A microscope for every company
Steve Rubel reports that Mike Kaltschnee, the creator of the Hacking Netflix blog, is now starting a blog dedicated to tracking Trader Joe’s.
It’s a neat idea: individual blogs keeping a watchful eye on individual companies. This is just how micro this world can go.
If I were going to buy stock in a company, I’d be glad to have a person — rather than an analyst — giving me new perspective. Ditto if I were going to become a customer.
Hmmmm. What company should I track? Oh, maybe…. Dell?….

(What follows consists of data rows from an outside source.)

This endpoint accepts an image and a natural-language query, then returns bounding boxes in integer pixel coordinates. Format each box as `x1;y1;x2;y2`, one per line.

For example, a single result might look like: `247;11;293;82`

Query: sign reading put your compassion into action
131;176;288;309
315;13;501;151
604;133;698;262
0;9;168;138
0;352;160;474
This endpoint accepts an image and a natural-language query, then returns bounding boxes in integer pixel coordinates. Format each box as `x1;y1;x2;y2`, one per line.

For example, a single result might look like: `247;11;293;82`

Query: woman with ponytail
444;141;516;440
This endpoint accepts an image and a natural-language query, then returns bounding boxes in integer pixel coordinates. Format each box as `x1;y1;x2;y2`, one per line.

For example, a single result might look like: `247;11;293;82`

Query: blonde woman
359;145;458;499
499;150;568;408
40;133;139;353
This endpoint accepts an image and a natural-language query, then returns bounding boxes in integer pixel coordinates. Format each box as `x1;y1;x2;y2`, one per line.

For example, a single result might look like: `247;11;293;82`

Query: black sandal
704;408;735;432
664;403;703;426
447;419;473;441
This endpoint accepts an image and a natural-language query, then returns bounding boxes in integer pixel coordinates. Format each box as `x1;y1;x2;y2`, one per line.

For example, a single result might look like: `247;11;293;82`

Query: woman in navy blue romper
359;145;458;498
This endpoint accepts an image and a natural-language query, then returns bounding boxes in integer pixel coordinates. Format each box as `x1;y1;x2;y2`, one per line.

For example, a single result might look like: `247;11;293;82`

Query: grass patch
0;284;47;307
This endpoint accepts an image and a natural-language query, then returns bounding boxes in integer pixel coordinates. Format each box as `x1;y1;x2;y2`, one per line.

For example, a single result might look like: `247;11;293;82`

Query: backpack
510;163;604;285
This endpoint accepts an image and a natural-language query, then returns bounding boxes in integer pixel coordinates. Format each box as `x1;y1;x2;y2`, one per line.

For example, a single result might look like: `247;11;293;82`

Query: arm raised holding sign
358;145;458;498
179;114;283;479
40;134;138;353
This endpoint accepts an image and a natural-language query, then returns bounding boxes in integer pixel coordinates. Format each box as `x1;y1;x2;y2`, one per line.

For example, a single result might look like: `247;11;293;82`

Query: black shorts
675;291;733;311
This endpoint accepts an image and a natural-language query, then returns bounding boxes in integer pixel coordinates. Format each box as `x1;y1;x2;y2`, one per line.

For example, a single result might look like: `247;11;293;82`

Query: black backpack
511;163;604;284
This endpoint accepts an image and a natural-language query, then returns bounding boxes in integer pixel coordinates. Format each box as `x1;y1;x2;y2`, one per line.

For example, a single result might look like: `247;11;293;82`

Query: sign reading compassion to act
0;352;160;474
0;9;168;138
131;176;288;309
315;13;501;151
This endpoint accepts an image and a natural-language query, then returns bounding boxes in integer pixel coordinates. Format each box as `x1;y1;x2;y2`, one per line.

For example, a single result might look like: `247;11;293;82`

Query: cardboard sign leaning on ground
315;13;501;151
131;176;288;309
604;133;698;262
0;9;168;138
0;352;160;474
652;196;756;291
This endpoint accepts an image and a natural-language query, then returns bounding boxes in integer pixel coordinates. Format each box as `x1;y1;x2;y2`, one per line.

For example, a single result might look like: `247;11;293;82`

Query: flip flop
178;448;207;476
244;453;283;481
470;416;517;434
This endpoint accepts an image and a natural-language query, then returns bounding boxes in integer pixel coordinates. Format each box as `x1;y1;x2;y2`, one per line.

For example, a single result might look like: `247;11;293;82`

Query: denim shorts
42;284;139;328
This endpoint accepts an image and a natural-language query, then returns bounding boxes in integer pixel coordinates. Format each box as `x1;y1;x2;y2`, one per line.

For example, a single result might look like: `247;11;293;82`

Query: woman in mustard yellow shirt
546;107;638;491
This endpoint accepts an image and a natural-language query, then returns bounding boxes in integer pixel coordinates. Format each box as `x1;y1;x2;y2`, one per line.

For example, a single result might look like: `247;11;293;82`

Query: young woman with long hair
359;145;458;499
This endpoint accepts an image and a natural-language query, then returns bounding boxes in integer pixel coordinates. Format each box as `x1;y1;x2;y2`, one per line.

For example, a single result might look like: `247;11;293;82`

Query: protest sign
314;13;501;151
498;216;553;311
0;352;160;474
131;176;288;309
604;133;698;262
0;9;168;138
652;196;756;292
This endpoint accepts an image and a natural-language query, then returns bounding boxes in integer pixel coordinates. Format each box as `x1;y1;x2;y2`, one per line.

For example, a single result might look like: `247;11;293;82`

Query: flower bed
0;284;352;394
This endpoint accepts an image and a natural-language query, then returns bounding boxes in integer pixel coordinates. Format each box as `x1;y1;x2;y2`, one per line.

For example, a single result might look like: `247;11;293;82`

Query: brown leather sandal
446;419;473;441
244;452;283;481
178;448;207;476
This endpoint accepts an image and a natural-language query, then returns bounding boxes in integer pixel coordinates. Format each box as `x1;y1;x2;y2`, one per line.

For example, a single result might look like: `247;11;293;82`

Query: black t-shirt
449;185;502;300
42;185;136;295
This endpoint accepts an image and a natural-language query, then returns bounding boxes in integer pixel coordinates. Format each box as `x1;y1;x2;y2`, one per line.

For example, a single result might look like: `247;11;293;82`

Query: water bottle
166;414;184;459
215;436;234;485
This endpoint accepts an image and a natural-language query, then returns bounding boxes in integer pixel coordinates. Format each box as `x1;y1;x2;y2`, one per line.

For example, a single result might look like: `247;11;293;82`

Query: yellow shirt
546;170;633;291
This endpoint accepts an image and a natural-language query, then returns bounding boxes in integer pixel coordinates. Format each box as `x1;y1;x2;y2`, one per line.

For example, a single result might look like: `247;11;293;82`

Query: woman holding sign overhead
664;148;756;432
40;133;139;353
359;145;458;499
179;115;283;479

August 25th, 2005 at 1:29 pm
Spelling: Trader Joe’s.
August 25th, 2005 at 1:47 pm
Hmmm… If your message was getting through properly, the first comment here would have been from a Dell person cheering you on and offering to help you secure the “DellWatch.com” URL.
It’s amazing to me that this stuff can be so obvious, so easy to understand and so potentially profitable for companies and yet the companies still don’t get it.
Are you going to have to go bang each one over the head with a rock?
August 25th, 2005 at 5:37 pm
When I started my Wal-Mart blog over a year ago, many people asked me how I could ever find enough to write about, but it turns out that even small companies will have more action than one blog can cover, and large companies could support a platoon of dedicated blogs.
August 26th, 2005 at 12:33 am
Jeff, you crack me up.
The most interesting “corporate sheppard” blog I’ve seen lately was for McDonalds called The McChronicles. It’s a wonderful, if not odd, blog. It can be found here:
http://mcchronicles.blogspot.com/
-Matt
August 26th, 2005 at 9:26 am
I’d be glad to have a person — rather than an analyst — giving me new perspective.
Yes and no. Personally, what I really want is a neutral point of view. How do I know that this person is neutral. Maybe he/she got fired and has a grudge against the company that I don’t know about. Just because it’s an individual doesn’t automatically make him/her a good ressource for unbiased information.